Replication Support


 

The Sunbelt Data Manager provides communication between multiple data managers allowing data files opened and written on a primary data manager to be replicated on secondary data manager through a TCP/IP network connection.

 

The following glossary of terms are used with replication:

Replication
Replication provides duplication of files and directories. File data is transferred from a primary data manager to a secondary data manager such that the files are exact mirror images. The operating system time stamps for the data files are not expected to be the same due to differences in server clock settings.
Primary
The primary data manager is identified by the HOST00 setting in the [replication] section of the configuration file. The primary data manager is the active data manager that allows PL/B applications to log on and open data files. Normal PL/B language operations are executed via the primary data manager. The primary data manager establishes a communications session to all secondary replication servers before the PL/B applications start executing. If the primary server stops communicating prematurely with the secondary server, the secondary server takes control after a configured time period.
Secondary
A secondary data manager is identified by the HOST01 to HOST03 keyword settings in the primary server's configuration file. After a secondary server establishes a communication session with the primary server, it continues to monitor and transfer any file and directory data that has changed at the primary server. PL/B applications cannot log on to a secondary server while the primary server communicates with the secondary server to transfer modified data or keep alive sequences.
If the primary server terminates prematurely and stops communicating, the HOST01 secondary server detects the error and takes over primary control after a default time period of three (3) minutes. The keyword named FAIL_TIME controls the time period.
Backup
A backup data manager is identified by the HOST01 to HOST03 keyword settings in the primary configuration file. After a backup server establishes a communications session with the primary server, it continues to monitor and transfer any file and directory data that is changed at the primary server. PL/B applications can never logon to a backup server.
If the primary server terminates prematurely and stops communicating, a HOSTnn backup server waits an indefinite amount of time trying to establish a connection with any primary data manager server that is activated.
Rollover
Rollover occurs when a secondary server detects the primary server has stopped communicating. The secondary server will then take control from the primary and allow users to log on and open files at the secondary server.
Replication Control File
A replication control file is created at the primary server when the server is loaded the first time. The current configuration keywords determine the replication settings for all servers that are networked. The replication control file named ‘sundmrep.DM’ is created and maintained in the same directory in which the sundm.exe file exists. When the replication network is activated, the primary ‘sundmrep.DM’ file is transferred to any secondary servers that log on to the primary server.
When the primary server is loaded and the replication control file already exists, the current replication keyword settings are automatically updated.
The ‘SUNDM –u’ command line forces the primary server to update its settings from the configuration file while executing.
When secondary servers log on to the primary server, the primary server sends appropriate updated keyword settings, file, and directory information to the secondary servers.

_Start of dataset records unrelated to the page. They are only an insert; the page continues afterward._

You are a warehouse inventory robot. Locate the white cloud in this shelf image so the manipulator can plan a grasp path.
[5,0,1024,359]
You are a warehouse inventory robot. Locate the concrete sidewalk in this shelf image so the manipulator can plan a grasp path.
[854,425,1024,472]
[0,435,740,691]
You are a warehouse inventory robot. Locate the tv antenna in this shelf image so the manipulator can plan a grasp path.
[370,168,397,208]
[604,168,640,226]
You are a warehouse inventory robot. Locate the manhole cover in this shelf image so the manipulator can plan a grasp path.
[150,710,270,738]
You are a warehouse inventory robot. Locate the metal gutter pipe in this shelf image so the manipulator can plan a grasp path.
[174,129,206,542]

Enhanced Performance in 9.5A

 

In version 9.5A the Data Manager Replication support was modified to allow multiple channels between the Primary and Secondary/Backup servers. In addition, the Primary server was modified to write all IO and command transactions into a WAL (write-ahead log) file. A specialized channel transfers the WAL data from the Primary to the Secondary/Backup servers. The operation of replication support utilizing multiple channels and WAL file data is identified as version 2 style of replication. Operation of a replication server with a single channel as originally implemented is identified as version 1 style of replication

 

Please note the following regarding the operations of the 2 replication styles:

  1. The version 2 can co-exist with a version 1 style of replication. This means that a Primary configured to execute using the version 2 style of replication can support a Secondary/Backup server that is configured for version 1 or 2 styles of replication. However, the performance of the Primary in this case can be diminished of the interaction with the version 1 style of Secondary/Backup servers.

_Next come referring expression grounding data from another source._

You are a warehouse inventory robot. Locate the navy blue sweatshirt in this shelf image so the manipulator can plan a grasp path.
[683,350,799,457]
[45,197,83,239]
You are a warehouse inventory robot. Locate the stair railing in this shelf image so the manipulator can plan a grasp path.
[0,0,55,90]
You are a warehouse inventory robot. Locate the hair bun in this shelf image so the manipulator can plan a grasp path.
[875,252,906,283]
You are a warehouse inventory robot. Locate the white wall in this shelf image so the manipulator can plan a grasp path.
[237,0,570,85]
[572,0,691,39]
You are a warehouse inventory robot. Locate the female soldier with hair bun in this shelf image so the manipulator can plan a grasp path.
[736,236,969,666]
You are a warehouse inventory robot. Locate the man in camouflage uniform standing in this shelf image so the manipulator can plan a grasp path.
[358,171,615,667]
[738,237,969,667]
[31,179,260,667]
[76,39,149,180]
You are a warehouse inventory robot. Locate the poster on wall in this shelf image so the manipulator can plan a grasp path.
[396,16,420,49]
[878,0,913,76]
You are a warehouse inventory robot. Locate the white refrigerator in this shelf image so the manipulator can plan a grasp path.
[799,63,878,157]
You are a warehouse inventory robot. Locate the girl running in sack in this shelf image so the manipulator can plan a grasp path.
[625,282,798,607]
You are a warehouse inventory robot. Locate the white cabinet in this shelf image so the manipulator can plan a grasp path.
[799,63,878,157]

  2. The implementation of the version 2 style of replication requires the use of multiple threads and message queues to provide faster transaction processing. This implementation removes any bottlenecks the existed in the version 1 style of replication.

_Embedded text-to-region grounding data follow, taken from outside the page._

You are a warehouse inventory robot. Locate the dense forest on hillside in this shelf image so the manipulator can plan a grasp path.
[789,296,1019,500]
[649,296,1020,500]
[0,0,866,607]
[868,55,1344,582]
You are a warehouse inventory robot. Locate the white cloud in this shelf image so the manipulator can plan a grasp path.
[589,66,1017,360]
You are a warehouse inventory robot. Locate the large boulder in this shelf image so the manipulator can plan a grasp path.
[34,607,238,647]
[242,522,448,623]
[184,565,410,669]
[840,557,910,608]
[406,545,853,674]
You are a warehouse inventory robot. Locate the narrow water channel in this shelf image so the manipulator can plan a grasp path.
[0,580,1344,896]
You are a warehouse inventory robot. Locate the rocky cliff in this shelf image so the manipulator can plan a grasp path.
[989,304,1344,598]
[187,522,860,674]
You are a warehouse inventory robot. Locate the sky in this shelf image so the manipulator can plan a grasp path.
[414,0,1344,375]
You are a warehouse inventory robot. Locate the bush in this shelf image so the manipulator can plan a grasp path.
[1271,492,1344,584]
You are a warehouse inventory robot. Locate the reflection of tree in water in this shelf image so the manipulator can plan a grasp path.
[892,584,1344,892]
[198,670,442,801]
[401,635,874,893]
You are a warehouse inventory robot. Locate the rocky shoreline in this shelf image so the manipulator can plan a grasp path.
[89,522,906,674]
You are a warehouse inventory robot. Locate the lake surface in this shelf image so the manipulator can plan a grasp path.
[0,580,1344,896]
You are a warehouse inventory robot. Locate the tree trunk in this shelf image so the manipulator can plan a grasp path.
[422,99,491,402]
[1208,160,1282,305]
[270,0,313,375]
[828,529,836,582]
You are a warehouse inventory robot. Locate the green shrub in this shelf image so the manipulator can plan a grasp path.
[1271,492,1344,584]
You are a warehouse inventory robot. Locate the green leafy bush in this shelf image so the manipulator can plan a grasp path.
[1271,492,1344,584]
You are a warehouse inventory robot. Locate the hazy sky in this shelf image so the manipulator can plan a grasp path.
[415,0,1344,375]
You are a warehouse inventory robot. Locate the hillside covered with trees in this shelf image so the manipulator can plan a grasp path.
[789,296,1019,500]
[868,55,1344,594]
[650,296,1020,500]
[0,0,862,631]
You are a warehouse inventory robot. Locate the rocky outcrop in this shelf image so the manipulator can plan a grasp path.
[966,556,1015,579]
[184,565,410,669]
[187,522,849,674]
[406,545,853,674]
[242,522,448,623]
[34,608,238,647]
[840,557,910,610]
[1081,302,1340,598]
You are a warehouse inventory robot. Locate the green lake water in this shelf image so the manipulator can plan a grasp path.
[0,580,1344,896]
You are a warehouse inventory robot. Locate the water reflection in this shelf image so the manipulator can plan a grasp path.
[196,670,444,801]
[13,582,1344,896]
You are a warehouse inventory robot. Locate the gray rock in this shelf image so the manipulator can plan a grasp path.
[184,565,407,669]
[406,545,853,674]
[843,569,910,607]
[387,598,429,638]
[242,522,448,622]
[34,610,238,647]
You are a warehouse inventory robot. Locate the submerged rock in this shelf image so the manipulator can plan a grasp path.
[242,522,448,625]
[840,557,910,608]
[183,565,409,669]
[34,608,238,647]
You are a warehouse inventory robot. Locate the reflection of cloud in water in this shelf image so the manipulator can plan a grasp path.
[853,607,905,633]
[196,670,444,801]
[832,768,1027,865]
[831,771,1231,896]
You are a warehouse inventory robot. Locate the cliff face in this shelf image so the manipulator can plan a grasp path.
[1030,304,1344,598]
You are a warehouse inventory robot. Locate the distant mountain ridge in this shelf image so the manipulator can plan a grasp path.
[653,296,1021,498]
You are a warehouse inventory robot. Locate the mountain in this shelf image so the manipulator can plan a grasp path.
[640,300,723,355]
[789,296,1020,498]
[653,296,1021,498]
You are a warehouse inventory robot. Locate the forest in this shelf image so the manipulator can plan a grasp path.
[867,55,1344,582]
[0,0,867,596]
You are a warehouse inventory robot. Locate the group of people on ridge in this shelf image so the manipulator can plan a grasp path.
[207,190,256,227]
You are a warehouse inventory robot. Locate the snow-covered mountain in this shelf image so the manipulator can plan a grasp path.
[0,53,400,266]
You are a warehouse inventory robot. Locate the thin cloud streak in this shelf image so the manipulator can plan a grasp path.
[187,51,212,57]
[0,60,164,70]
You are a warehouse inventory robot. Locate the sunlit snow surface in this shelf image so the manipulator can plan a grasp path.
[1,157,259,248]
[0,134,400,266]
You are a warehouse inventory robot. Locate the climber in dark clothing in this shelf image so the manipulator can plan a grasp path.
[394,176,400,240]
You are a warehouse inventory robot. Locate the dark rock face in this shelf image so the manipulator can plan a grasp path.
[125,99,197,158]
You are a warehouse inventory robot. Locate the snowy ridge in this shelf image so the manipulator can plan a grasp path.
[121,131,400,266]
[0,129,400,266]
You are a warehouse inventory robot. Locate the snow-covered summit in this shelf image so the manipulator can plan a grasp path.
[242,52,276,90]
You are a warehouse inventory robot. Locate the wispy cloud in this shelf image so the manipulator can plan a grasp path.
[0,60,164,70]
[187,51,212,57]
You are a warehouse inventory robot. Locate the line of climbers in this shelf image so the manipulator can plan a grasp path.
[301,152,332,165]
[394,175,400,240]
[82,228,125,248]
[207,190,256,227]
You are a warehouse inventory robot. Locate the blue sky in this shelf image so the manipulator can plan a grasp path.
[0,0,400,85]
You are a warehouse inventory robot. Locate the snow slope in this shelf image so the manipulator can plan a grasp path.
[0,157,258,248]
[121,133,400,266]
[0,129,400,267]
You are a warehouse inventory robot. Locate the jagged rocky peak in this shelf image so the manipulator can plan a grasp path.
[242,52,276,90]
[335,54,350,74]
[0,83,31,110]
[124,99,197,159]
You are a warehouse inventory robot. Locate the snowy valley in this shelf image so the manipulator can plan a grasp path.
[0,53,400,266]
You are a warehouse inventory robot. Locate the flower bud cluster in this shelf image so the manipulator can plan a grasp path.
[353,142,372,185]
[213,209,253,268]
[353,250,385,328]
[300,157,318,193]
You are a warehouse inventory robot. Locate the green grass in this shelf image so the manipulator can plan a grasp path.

  3. The version 2 style of replication provides the following benefits:

  4. The Primary server processing threads are described as follows:

    1. Main Thread

    2. Transaction Processing Thread

    3. Unmanaged Scanner Thread

    4. Data Channel Thread

  1. The Backup/Secondary server processing threads are described as follows:

    1. Main Thread

    2. WAL Transfer Thread

    3. WAL Managed Processing Thread

    4. WAL Unmanaged Processing Thread

    5. Idle File Scanner thread (Error List)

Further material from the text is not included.